If we follow the logic of "I am morally opposed to your behavior/reason for needing a medication" means I don't have to dispense it, then do I not carry antibiotics used for gonorrhea? Do I ask why people are taking an antibiotic before I give it to them, in case it's for syphilis? Do I ask HOW someone got HIV before I let them have their HIV drugs? Can I refuse to carry medications for COPD because 90+% of COPD patients got it from smoking cigarettes, something I'm personally morally opposed to? It's a slippery slope. I don't like it.

I worry that if we take away reproductive rights from the fertile crowd, we may end up taking them away from those suffering from infertility and loss. What if the pharmacist in town says no drugs to induce a medically needed abortion (say for a molar or ectopic pregnancy) in addition to no emergency contraception? What if a woman is going to lose her much-wanted pregnancy but the fetus still has a heart beat and the only doctor around refuses to perform the abortion? Should she have to wait in the hospital and risk dying of complications like women have?

Yep, big rhetorical hypothetical scenarios. Except they happen, could happen again, could interfere with your life. That's why I hope we reform "personal conscience" laws that let healthcare providers opt out of procedures and dispensing that they personally have an opinion against for some reason. The oath that we take as pharmacists mirrors the Hippocratic oath, and one important point stands out to me: first do no harm. It harms women if they need the emergency contraception pill and no place within 90 miles sells it. They need to find a way to travel that distance or live without it and live with the possible pregnancy. In my view, that isn't cool. You knew what was coming when you signed up for being a pharmacist so no slacking. Do your job or find a niche where you won't be dispensing stuff you oppose (veterinary pharmacy is certainly an option).

I am excited that maybe, just maybe, it will be easier to prevent unwanted pregnancies. NO this medication doesn't cause abortions. That's another med entirely. It prevents ovulation and fertilization, but it MIGHT stop implantation (very big question mark there). Maybe. It doesn't stop implantation if it has started. #science!

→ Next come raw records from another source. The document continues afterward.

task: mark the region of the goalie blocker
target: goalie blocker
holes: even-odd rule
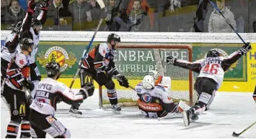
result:
[[[79,71],[81,87],[82,87],[87,80],[92,78],[100,86],[104,85],[107,90],[107,96],[112,106],[114,113],[118,112],[121,108],[118,105],[118,97],[115,83],[112,80],[114,76],[119,82],[120,85],[128,87],[128,80],[119,73],[113,61],[115,50],[120,42],[120,37],[116,34],[110,34],[107,37],[107,42],[98,44],[92,49],[87,57],[81,62],[82,65]],[[73,105],[69,110],[71,116],[79,116],[81,112],[77,111],[80,104]],[[76,115],[73,115],[76,112]],[[79,114],[79,115],[77,115]]]

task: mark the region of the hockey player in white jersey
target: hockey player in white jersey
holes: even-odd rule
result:
[[[182,101],[174,102],[169,96],[169,77],[158,76],[156,71],[150,71],[149,75],[135,87],[138,96],[138,108],[146,118],[162,118],[169,112],[179,112],[180,110],[189,107]]]
[[[34,47],[31,55],[29,57],[30,64],[30,78],[35,84],[35,86],[41,80],[40,71],[35,63],[35,57],[38,49],[40,41],[40,32],[43,24],[46,21],[48,6],[50,5],[49,0],[43,0],[40,6],[40,12],[37,18],[32,19],[35,16],[35,0],[30,0],[28,2],[27,11],[22,22],[22,27],[20,33],[20,38],[30,38],[33,40]],[[17,51],[20,52],[20,47],[18,45]]]
[[[198,115],[208,110],[213,100],[215,92],[221,87],[224,73],[230,66],[236,62],[242,55],[252,49],[250,43],[247,43],[239,50],[234,52],[227,57],[220,57],[216,50],[207,52],[205,59],[189,62],[180,60],[173,57],[167,57],[167,63],[199,73],[194,89],[199,97],[195,106],[182,112],[185,126],[188,126],[192,121],[198,119]]]
[[[14,24],[14,29],[8,36],[4,46],[1,48],[1,82],[3,83],[6,77],[8,64],[17,54],[16,48],[19,43],[19,35],[22,22],[18,21]]]
[[[35,97],[30,107],[30,134],[32,138],[45,138],[46,133],[53,138],[71,138],[69,130],[55,118],[57,102],[63,101],[71,105],[82,102],[92,96],[94,87],[89,80],[78,93],[70,90],[66,85],[57,81],[61,66],[55,62],[46,64],[48,77],[35,87]]]
[[[7,138],[16,138],[19,125],[20,138],[30,138],[29,113],[30,95],[26,92],[32,90],[34,84],[28,80],[30,62],[28,56],[32,52],[33,42],[24,38],[20,42],[22,52],[17,54],[8,64],[6,80],[4,82],[3,96],[10,110],[11,121],[7,126]]]

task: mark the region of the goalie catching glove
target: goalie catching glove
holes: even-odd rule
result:
[[[252,46],[250,44],[250,42],[247,42],[239,49],[239,52],[242,55],[246,55],[250,50],[252,50]]]
[[[167,57],[167,64],[174,64],[175,62],[177,61],[177,58],[174,57],[172,56],[169,56]]]
[[[125,87],[126,88],[129,87],[129,82],[125,76],[123,75],[119,75],[116,76],[116,78],[118,79],[120,86]]]

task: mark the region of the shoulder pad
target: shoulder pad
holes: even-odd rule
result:
[[[102,43],[99,47],[99,53],[103,57],[105,57],[107,53],[110,52],[110,49],[107,43]]]
[[[16,55],[15,63],[20,68],[22,68],[23,67],[29,64],[28,57],[22,53],[19,53]]]
[[[157,85],[157,86],[156,86],[156,88],[160,89],[162,91],[166,92],[165,88],[162,86]]]

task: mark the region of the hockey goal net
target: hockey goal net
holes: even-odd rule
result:
[[[129,85],[135,87],[150,70],[157,70],[159,75],[171,77],[169,96],[174,102],[180,100],[190,105],[195,103],[192,71],[166,64],[166,57],[173,56],[179,59],[192,61],[192,47],[188,44],[121,44],[116,52],[114,61],[118,70],[128,80]],[[120,86],[113,79],[120,106],[137,105],[136,92],[131,88]],[[107,90],[100,87],[100,107],[110,107]]]

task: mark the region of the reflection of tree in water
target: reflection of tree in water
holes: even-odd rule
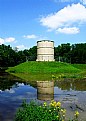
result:
[[[10,89],[13,85],[18,87],[16,82],[22,82],[22,80],[8,73],[0,73],[0,90]]]
[[[62,90],[86,91],[86,79],[64,79],[56,81],[55,86],[58,86]]]

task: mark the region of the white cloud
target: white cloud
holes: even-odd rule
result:
[[[14,42],[14,41],[15,41],[14,37],[5,38],[5,42]]]
[[[4,44],[4,39],[0,38],[0,45]]]
[[[80,3],[68,5],[56,13],[40,19],[40,23],[46,26],[48,30],[67,29],[74,26],[78,28],[77,26],[84,22],[86,22],[86,8]],[[75,31],[75,29],[73,30]],[[73,31],[71,32],[73,33]]]
[[[18,50],[28,49],[28,47],[25,47],[23,44],[22,45],[18,45],[16,47],[18,48]]]
[[[37,38],[37,36],[34,35],[34,34],[31,34],[31,35],[24,35],[23,37],[26,38],[26,39],[36,39],[36,38]]]
[[[15,38],[14,37],[8,37],[8,38],[0,38],[0,45],[1,44],[4,44],[4,43],[6,43],[6,42],[15,42]]]
[[[80,0],[84,5],[86,5],[86,0]]]
[[[64,33],[64,34],[77,34],[79,33],[79,28],[72,27],[72,28],[58,28],[56,30],[57,33]]]

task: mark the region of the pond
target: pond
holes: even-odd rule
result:
[[[13,121],[17,108],[26,99],[37,99],[35,84],[0,72],[0,121]],[[86,79],[56,81],[54,86],[54,100],[60,101],[62,107],[67,109],[67,117],[72,118],[74,111],[80,112],[79,120],[86,121]]]

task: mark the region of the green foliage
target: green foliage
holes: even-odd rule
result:
[[[30,102],[23,102],[22,107],[18,109],[15,121],[66,121],[66,110],[61,108],[61,103],[51,101],[50,104],[44,102],[43,105]],[[75,112],[75,117],[70,121],[78,121],[79,112]]]
[[[7,72],[25,80],[83,78],[86,75],[86,71],[63,62],[29,61],[9,68]]]
[[[54,58],[56,61],[66,63],[86,64],[86,43],[81,44],[61,44],[54,48]],[[13,50],[10,45],[0,45],[0,67],[11,67],[25,61],[35,61],[37,59],[37,46],[28,50]]]

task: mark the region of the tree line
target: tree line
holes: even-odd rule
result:
[[[67,43],[54,47],[54,58],[59,62],[86,64],[86,43],[72,45]],[[10,45],[0,45],[0,67],[15,66],[36,59],[37,46],[18,51],[17,48],[12,49]]]

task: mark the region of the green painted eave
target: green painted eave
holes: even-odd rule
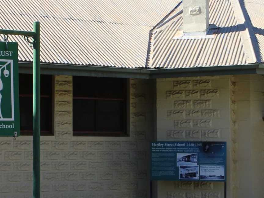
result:
[[[19,72],[32,72],[31,63],[19,62]],[[70,64],[41,64],[41,73],[52,75],[129,78],[156,79],[241,74],[264,74],[264,64],[252,64],[185,68],[120,68]]]

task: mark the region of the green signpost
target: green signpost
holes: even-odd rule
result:
[[[18,92],[17,43],[0,42],[0,136],[20,135]]]
[[[24,36],[24,38],[33,47],[33,197],[40,198],[40,29],[39,22],[34,22],[34,31],[32,31],[0,29],[0,34],[5,35],[5,38],[6,38],[5,35],[8,35]],[[32,42],[31,41],[29,37],[32,38]],[[7,39],[4,42],[1,42],[0,43],[0,51],[2,51],[0,52],[1,55],[0,56],[0,59],[1,59],[0,60],[0,93],[1,95],[0,96],[0,106],[1,108],[2,108],[1,109],[2,111],[1,111],[2,114],[2,116],[0,114],[0,130],[2,129],[1,126],[5,129],[4,130],[0,130],[0,136],[15,137],[15,130],[13,130],[13,128],[12,130],[9,130],[10,127],[13,127],[13,123],[14,129],[16,130],[17,136],[19,134],[19,133],[19,133],[20,127],[17,44],[8,42]],[[14,51],[15,48],[16,51]],[[10,56],[11,55],[12,56]],[[11,56],[14,59],[11,57]],[[13,77],[13,80],[12,76]],[[11,81],[10,82],[9,80]],[[14,83],[12,84],[12,82]],[[13,86],[13,90],[14,92],[13,93],[12,91],[12,85]],[[11,88],[9,89],[9,87]],[[2,90],[1,90],[1,87],[2,89]],[[4,90],[4,89],[5,89],[5,90]],[[13,97],[14,106],[13,109],[12,107],[12,95]],[[11,101],[10,101],[10,98]],[[9,98],[9,100],[8,100]],[[4,102],[6,103],[4,103]],[[10,104],[11,104],[11,107],[9,105]],[[11,110],[9,109],[10,108]],[[16,113],[16,109],[19,111]],[[12,111],[13,110],[13,113]],[[16,114],[16,113],[17,114]],[[13,117],[12,117],[12,115],[14,116]],[[1,117],[3,118],[3,119],[10,119],[1,120]],[[14,119],[13,122],[12,120],[13,118]],[[18,119],[16,119],[17,118]],[[4,128],[5,127],[6,128]],[[13,134],[11,135],[12,133]]]

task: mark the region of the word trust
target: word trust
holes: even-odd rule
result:
[[[12,53],[13,52],[10,51],[0,51],[0,56],[12,56]]]

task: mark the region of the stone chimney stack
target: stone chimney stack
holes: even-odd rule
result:
[[[183,0],[185,35],[205,35],[209,27],[209,0]]]

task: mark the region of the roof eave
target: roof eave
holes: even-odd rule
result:
[[[32,63],[19,63],[19,72],[32,73]],[[264,64],[172,69],[120,68],[94,65],[41,64],[43,74],[96,77],[157,79],[189,76],[264,74]]]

Why am I excited about fewer unwanted pregnancies? I'm excited about fewer abortions, more high school graduations, more college degree completions. I'm hopeful that maybe we will turn a corner in the recent "squash women's rights to decide things about their bodies for themselves" trends going on in America. It needs to stop. Women are people and can decide things themselves. Abortion is icky and agonizing but I am not the boss of anyone else's morals. I personally don't like them for faith-based reasons. But I will fight for every woman's right to decide for herself, with her doctor, if one is right for her. Wonky personhood laws keep cropping up and threatening families who are using IVF. I sternly oppose these too because they aren't based in science but in fear.

2 comments:

  1. I love this and I absolutely agree with you. As a nurse, it always bothers me when other healthcare people refuse care or thrust their opinions on their patients. The story about driving an extra 90 miles to get to the right pharmacy made me laugh too. I will do almost anything to avoid that place as well.